ChatGPTが自然言語処理の分野で革命を起こしたように、生物学の分野でもAI(人工知能)による革命的な進歩が起きている。元Metaの研究者らが設立したEvolutionaryScaleが開発した新しいAIモデル「ESM3」は、自然界に存在しないタンパク質を一から設計できる能力を備えているというのだ。このモデルは、AmazonのAWSプラットフォームを通じて研究者に提供され、創薬から環境問題の解決まで、幅広い分野での応用が期待されている。
ESM3:生物学のためのAI言語モデル
ESM3は、タンパク質の配列、構造、機能を同時に理解し、生成できる大規模言語モデルである。このモデルは27億8000万のタンパク質データを学習し、7710億の固有の情報を処理している。この膨大なデータ量により、ESM3は自然界に存在しない全く新しいタンパク質を設計することが可能になった。
具体的な成果として、研究チームはESM3を使用して新しい蛍光タンパク質を作成した。この人工タンパク質は、自然界の蛍光タンパク質と比較して配列の一致率が58%しかない。研究者らによれば、これと同程度の進化が自然界で起こるには5億年以上かかると推定されるとのことだ。
EvolutionaryScaleの共同創設者であり主任科学者のAlexander Rives氏は次のように述べている:「ESM3は、AIを使って構造物や機械、マイクロチップを設計し、コンピュータープログラムを書くのと同じように、生物学を一から設計できる未来への一歩を踏み出しました。私たちはこの技術を長い間開発してきましたが、今回科学コミュニティと共有し、彼らがどのように活用するかを見るのが楽しみです」。
ESM3の潜在的な応用範囲は広く、新しいがん治療法の開発から、二酸化炭素を捕捉するタンパク質の設計まで及ぶ。AmazonはAWSを通じてこの技術を提供することで、世界中の何十万人もの研究者や、トップ10の製薬会社のうち9社がこのモデルを利用できるようにしている。
AWSの生成AIおよび健康サービスを利用することで、研究者たちは自社の独自データを使ってESM3モデルを安全にカスタマイズし、スケールアップすることが可能になる。さらに、AmazonはEvolutionaryScaleとの提携を通じて、Amazon SageMaker、AWS HealthOmics、Amazon Bedrockなどのサービスを通じてESM3を提供し、創薬から合成生物学までの応用を加速させることを目指している。
このような生物学向けの基盤モデル(bFM)の民主化は、一般的な大規模言語モデル(LLM)や基盤モデル(FM)と同様に、慎重に進められている。AWSは包括的なポートフォリオを通じて、ESM3のような生物学向けの基盤モデルへの安全なアクセスを提供する。これにより、研究者は独自のデータセットを使ってモデルを微調整し、革新的な発見を促進しながら、機密データを保護することができる。

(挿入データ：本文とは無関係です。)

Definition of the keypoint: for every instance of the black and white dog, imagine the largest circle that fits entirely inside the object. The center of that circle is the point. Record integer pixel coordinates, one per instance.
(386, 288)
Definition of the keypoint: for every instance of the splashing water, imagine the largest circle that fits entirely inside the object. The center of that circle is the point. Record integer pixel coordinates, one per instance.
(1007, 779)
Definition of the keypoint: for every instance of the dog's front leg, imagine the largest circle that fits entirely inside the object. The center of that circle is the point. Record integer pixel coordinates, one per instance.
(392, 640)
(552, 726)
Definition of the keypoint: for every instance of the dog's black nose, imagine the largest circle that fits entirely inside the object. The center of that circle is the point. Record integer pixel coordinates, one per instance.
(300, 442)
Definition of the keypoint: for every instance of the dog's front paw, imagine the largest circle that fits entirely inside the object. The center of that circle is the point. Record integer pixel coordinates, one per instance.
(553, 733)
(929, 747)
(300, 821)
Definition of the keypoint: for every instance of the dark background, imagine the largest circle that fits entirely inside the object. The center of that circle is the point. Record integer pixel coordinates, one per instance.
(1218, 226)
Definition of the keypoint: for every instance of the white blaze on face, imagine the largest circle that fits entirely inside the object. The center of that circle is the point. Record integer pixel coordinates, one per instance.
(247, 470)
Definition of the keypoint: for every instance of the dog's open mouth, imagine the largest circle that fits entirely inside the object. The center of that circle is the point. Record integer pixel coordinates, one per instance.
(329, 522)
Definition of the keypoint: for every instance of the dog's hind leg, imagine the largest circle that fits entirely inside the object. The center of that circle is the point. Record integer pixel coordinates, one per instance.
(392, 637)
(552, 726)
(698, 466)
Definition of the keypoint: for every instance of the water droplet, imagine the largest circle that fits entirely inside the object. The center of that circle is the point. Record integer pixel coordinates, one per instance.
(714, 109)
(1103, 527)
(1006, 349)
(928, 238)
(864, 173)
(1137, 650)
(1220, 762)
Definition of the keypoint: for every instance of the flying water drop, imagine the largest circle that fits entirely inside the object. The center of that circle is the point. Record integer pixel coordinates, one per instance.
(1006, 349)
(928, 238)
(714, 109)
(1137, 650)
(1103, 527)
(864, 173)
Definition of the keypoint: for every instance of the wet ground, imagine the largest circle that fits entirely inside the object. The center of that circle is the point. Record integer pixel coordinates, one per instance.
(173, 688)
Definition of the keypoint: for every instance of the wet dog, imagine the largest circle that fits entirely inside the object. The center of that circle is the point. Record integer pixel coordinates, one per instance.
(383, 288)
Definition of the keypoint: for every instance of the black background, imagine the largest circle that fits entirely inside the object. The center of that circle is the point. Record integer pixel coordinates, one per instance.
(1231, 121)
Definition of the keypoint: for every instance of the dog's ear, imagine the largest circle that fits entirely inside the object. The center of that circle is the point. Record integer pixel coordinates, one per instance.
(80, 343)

ESM3の登場は、生物学的応用に特化した生成AIモデルの新時代の始まりを告げるものである。AWSの生成AI機能とEvolutionaryScaleの革新的なAIモデルの相乗効果により、創薬のタイムラインを大幅に短縮する可能性を秘めている。この協力関係は、生命科学企業が責任ある生成AIの力を活用して、ターゲットの特定を効率化し、イノベーションを促進し、開発時間とコストを削減し、最終的には新しい治療法をより速く患者に届けることを可能にするだろう。